All of Shots of Me's selfies are taken with two stipulations: firstly, the image must be captured in-app, not taken with an iOS device's camera and imported in, and secondly, only the front camera can be used. The result is a wall of lower-quality images than found on competitors such as Instagram, but in an interview with TechCrunch, RockLive's CEO John Shahidi suggested the content of selfies was intrinsically more interesting than "looking at coffee or salad," making up for the dip in fine detail.

Only the front camera can be used, and selfies must be taken in-app

Comments are also restricted: there's no way to publicly state your thoughts on another person's selfie. John Shahidi said that major investor Justin Bieber was particularly attracted to a social network without comments, seeing it as a solution to the problem of cyberbullying. Young people who put up a picture of their own face won't have to deal with a cavalcade of personal insults: Shots of Me instead allows users who follow each other to communicate in direct messages, while a sense of community is fostered by an Instagram-esque "heart" icon that signifies approval from other people.

RockLive is openly pitching the app at exactly those teenagers for whom cyberbullying is a serious concern after success making games for the audience.

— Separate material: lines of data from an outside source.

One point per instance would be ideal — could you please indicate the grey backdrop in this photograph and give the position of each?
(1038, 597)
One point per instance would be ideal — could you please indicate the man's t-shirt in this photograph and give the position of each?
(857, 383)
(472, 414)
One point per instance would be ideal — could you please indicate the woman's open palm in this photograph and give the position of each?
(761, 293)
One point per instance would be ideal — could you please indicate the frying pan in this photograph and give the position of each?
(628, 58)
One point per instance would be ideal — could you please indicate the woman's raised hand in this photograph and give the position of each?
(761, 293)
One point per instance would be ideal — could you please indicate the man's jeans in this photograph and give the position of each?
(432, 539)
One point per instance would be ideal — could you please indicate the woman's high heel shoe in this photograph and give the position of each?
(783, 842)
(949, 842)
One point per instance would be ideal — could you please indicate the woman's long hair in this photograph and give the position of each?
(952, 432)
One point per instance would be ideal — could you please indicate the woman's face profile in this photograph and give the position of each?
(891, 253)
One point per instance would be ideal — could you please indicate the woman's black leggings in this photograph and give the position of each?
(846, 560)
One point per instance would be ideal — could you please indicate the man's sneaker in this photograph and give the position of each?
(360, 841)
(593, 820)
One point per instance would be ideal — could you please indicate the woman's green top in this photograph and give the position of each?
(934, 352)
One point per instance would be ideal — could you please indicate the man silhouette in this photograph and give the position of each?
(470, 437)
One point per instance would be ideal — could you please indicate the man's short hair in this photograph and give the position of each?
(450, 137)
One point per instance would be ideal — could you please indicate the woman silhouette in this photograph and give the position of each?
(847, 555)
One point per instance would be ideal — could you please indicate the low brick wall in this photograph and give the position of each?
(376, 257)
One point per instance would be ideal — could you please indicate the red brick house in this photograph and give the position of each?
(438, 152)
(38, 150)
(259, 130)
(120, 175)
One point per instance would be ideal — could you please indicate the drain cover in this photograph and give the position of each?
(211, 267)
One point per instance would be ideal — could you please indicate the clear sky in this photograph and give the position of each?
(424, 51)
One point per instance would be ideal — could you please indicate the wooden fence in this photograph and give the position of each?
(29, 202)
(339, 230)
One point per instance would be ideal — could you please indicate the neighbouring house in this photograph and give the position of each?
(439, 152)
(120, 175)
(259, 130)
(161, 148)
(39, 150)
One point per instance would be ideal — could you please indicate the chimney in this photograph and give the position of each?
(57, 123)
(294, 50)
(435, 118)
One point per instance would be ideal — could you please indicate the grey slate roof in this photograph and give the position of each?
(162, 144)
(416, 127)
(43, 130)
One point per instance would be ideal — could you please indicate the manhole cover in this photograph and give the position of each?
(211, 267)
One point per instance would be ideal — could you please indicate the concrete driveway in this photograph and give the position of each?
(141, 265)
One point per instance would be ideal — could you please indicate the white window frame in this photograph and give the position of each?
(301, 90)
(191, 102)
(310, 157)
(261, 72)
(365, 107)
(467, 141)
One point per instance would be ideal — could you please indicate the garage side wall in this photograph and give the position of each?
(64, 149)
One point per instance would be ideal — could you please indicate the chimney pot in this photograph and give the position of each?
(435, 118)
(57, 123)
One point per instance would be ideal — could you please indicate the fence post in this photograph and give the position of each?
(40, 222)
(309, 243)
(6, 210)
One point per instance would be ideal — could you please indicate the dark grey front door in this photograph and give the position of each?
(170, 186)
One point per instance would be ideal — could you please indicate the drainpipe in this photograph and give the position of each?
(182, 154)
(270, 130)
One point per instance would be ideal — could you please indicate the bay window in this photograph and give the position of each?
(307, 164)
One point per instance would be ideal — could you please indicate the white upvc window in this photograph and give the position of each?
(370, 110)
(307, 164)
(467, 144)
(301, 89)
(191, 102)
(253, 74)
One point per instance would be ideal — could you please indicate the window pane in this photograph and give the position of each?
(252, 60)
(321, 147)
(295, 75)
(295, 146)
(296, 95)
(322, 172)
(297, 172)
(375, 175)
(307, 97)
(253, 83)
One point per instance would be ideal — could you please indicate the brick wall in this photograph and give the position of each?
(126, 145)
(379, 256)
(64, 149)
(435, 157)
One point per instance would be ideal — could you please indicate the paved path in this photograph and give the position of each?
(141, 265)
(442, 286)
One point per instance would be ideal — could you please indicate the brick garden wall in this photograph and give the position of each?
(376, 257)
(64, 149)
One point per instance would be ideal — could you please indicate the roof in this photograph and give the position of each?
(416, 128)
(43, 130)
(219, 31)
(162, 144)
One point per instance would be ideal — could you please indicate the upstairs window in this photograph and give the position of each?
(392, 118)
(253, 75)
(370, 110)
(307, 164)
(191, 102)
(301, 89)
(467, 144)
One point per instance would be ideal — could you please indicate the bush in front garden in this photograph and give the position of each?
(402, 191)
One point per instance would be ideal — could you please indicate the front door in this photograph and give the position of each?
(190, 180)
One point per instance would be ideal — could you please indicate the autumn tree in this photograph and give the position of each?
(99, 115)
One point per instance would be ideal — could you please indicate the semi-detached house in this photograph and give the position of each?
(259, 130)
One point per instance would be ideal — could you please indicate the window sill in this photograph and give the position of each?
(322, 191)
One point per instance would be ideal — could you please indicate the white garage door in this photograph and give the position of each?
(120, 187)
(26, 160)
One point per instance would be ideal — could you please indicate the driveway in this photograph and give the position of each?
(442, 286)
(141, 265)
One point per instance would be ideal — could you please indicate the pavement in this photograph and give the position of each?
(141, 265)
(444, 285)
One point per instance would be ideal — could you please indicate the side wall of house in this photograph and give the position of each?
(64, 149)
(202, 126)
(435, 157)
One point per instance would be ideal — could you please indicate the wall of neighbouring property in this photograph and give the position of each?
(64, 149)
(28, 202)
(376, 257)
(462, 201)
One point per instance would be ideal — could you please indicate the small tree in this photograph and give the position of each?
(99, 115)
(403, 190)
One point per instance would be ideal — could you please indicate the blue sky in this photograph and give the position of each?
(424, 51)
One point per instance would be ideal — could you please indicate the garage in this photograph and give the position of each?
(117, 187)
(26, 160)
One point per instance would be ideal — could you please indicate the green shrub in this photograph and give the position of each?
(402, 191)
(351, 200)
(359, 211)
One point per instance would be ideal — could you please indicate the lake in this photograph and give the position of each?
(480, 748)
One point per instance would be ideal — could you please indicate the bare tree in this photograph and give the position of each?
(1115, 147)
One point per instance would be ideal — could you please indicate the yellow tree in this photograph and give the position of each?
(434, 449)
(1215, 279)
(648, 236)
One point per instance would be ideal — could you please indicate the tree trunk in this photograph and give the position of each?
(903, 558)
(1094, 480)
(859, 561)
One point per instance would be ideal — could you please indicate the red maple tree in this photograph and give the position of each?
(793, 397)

John Shahidi told TechCrunch that he and his team realized they "knew how to market to high school girls" and decided  to "build something even bigger." Bieber's visible support for the app is a vast bonus, both in leading the $1.1 million investment in Shots of Me, and in the user-base he can bring to the network.

Shots of Me has no comment system to restrict cyberbullying

TechCrunch reports that if Bieber brings a tiny proportion of his 47 million Twitter followers and 57 million Facebook fans to Shots of Me, the new app will eclipse the somewhat similar Frontback. Frontback also uses the front camera on an iOS device for self-photographing purposes, pairing it with the rear camera to create diptych images. Perhaps more of a threat is the mysterious Selfie, a photo-sharing service that received more than half a million dollars in funding earlier this year. Selfie's mission looks to be markedly similar to Shots of Me's, but for now it exists only as an HTML5 holding page.

Shots of Me is free, and currently only available on iOS. Strangely, for a network focused on teenagers, the first faces early adopters will see are the bearded, tired ones of decidedly un-teenage RockLive founders John and Sam Shahidi, taken as they updated their app on launch day. Bieber, at the time of writing, has yet to post a selfie on the service.